Is it possible to convert pdftoppm output to 16 or 24 bits?

Last edited by Cyrolancer; 01-22-2012 at 09:12 AM.
 
Click here to see the post LQ members have rated as the most helpful post in this thread.
Old 01-22-2012, 11:07 AM   #2
Nominal Animal
Senior Member
 
Registered: Dec 2010
Location: Finland
Distribution: Xubuntu, CentOS, LFS
Posts: 1,723
Blog Entries: 3

Rep: Reputation: 948Reputation: 948Reputation: 948Reputation: 948Reputation: 948Reputation: 948Reputation: 948Reputation: 948
I cannot reproduce your results. For testing, I created a colorful PDF and verified it displays OK in Evince. Then, I ran
Code:
pdftoppm -aa yes -aaVector yes -freetype yes -r 300 file.pdf basename
to generate basename-1.ppm , which I compressed to PNG using maximum compression,
Code:
pnmtopng -compress 9 basename-1.ppm > basename-1.png
all in about eleven seconds on my workstation. The end result is a 24-bit PNG image,
Code:
file basename-1.png
 basename-1.png: PNG image data, 3509 x 2480, 8-bit/color RGB, non-interlaced
Note that the 8-bit/color RGB means eight bits per component using RGB, therefore 3×8 = 24 bits of color information per pixel.

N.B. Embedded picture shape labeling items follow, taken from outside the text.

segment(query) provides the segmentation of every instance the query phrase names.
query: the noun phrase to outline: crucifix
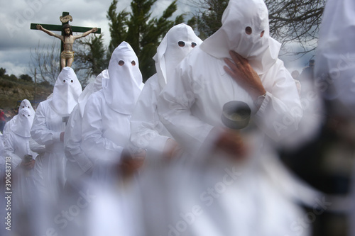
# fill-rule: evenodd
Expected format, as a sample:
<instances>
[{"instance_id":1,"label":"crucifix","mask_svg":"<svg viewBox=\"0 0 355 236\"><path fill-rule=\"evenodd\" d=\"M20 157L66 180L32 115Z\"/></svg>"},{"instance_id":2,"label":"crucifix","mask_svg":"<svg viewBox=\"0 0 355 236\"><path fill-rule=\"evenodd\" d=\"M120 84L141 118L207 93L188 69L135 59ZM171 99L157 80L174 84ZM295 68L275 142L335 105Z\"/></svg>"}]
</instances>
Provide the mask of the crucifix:
<instances>
[{"instance_id":1,"label":"crucifix","mask_svg":"<svg viewBox=\"0 0 355 236\"><path fill-rule=\"evenodd\" d=\"M72 50L72 44L76 39L85 37L89 33L101 33L101 29L97 28L87 28L80 26L72 26L67 23L69 21L72 21L72 17L69 15L69 12L63 12L62 16L60 16L62 26L31 23L31 30L40 30L47 34L56 37L62 41L60 48L60 64L62 69L65 66L71 67L74 60L74 51ZM62 35L54 33L54 31L62 31ZM83 33L79 35L72 35L72 32Z\"/></svg>"}]
</instances>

After that, I checked that the PNG output (you use) in pdftoppm works okay:
Code:
pdftoppm -aa yes -aaVector yes -freetype yes -png -r 300 file.pdf othername
generates othername-1.png directly, and is about 6% faster, too.

Carefully comparing and checking the othername-1.png and basename-1.png images show that they contain the exact same data, and are almost exactly the same size. This means that the PNG output option in pdftoppm works very well, for me at least. Even eyeballing the resulting image in Gimp shows that all elements are nicely antialiased (no jaggies), color gradients are smooth (no visible steps), and so on: very satisfactory quality. And I'm very particular about my image quality.

Using the pnmcolormap tool to analyze the intermediate PPM image I created with the first command above,
Code:
pnmcolormap all basename-1.ppm >/dev/null
 pnmcolormap: making histogram...
 pnmcolormap: too many colors!
 pnmcolormap: scaling colors from maxval=255 to maxval=127 to improve clustering...
 pnmcolormap: making histogram...
 pnmcolormap: 21287 colors found
we can see that the image does have a lot of colors, 21287 in this case even after considering only the highest 7 bits per component.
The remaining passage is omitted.